Enfin, la soirée « Duo de charme » le 16 mars qui réunit l’accordéoniste français Félicien Brut et la violoncelliste franco-arménienne Astrig Siranossian. Le premier, qui était déjà venu il y a quelques années au festival al-Bustan, a brillamment participé récemment aux cérémonies d’ouverture et de clôture des Jeux olympiques en France, et la seconde s’était également déjà produite avec Abdel Rahman el-Bacha dans une de nos précédentes éditions. Outre le fait qu’il s’agit de musiciens talentueux, ce sont de formidables amis du festival qui, même lorsque la situation était encore inquiétante, comprenaient l’importance du maintien de ce festival et étaient prêts à s’y produire.

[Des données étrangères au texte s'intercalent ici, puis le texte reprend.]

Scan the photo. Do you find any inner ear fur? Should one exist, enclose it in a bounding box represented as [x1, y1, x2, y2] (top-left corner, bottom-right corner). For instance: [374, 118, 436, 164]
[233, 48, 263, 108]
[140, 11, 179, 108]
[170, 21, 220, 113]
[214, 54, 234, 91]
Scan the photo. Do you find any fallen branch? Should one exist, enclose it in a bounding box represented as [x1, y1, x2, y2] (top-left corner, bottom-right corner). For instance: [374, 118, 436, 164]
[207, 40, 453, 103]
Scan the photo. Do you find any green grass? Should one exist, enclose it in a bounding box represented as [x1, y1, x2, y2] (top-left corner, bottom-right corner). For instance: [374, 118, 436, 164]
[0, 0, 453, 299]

En fait, il est difficile de se limiter à un choix de cinq moments. Il y a par exemple le harpiste virtuose russe Alexander Boldachev, dont la performance promet une soirée festive et assez grand public. Car ce jeune talent a un répertoire très varié, qui couvre aussi bien les morceaux classiques que des titres rock et des musiques de films. On a d’ailleurs intitulé son concert, le 11 mars, « De Saint-Saëns à Led Zeppelin ». Il sera accompagné d’un quintet de musiciens libanais.
Cela, sans parler des activités en marge du festival ainsi que d’autres événements – de belles surprises comme l’Orchestre à cordes de la Garde républicaine française prévu en concert de clôture le 23 mars – que nous sommes en train de finaliser et qui seront probablement annoncés en cours de route.

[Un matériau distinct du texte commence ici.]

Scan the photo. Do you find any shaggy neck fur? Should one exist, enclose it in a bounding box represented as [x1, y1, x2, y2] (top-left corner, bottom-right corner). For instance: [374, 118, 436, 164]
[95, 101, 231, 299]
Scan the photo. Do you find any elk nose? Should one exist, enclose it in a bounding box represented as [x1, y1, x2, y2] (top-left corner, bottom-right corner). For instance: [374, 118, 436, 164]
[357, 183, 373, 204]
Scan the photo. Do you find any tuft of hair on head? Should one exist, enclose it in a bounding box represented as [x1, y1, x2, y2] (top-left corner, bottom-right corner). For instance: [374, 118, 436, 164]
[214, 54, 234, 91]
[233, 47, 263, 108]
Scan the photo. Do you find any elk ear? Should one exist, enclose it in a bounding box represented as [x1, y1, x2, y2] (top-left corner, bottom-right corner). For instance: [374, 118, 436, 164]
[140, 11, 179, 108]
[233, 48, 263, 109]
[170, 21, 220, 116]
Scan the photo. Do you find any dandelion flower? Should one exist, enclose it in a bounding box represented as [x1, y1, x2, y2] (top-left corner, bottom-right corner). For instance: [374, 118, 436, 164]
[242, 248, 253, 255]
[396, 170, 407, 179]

Quels seront les prix des billets cette année ? Et avez-vous conçu une politique tarifaire destinée aux jeunes mélomanes ou aux étudiants du conservatoire ?
Les prix des billets vont s’échelonner sur une grille allant de 20 à 70 $. Et des tarifs préférentiels destinés aux étudiants sont également prévus. Pour en bénéficier, ils doivent contacter le bureau du festival.
L'Orchestre à cordes de la Garde Républicaine française est programmé en concert de clôture du festival al-Bustan dimanche 23 mars. Photo festival Al-Bustan.
Fondé par votre mère et grande mélomane Myrna Boustany en 1994, au sortir de la guerre, ce festival a dû surfer entre les divers événements de crises pour se maintenir – en qualité aussi – malgré tout. Comment voyez-vous son évolution dans les années à venir à l’aune justement d’une nouvelle ère qui s’annonce pour le Liban ?
Chaque année, nous donnons le meilleur de nous-même, en essayant de mettre en place des éditions présentant aussi bien des artistes connus et reconnus que de nouveaux talents à faire découvrir au public libanais. Pour l’année 2026, nous avons déjà un programme exceptionnel. Bien sûr, les multiples crises financières et autres demeurent irrésolues et de nombreux défis nous attendent, mais nous sommes convaincus de l’importance de la mission de notre festival et résolus à participer, avec nos moyens, à la reconstruction de l’espoir au Liban.
Enfin une dernière question : la ponctualité est l’une des caractéristiques du festival al-Bustan. Myrna Boustany a toujours manifesté son attachement au respect des horaires des concerts, en interdisant l’accès aux retardataires avant l’entracte. Cette ponctualité est-elle toujours de rigueur ?
C’est autant une marque de respect envers les artistes qu’envers le public. La ponctualité est toujours de rigueur. D’autant plus que cette année le mois du ramadan commence entre le 28 février et le 1er mars, donc en plein festival, et que nous avons programmé tous les concerts à 20h30 afin de donner le temps aux personnes qui jeûnent de pouvoir prendre leur iftar avant, soit à l’hôtel même, soit chez elles.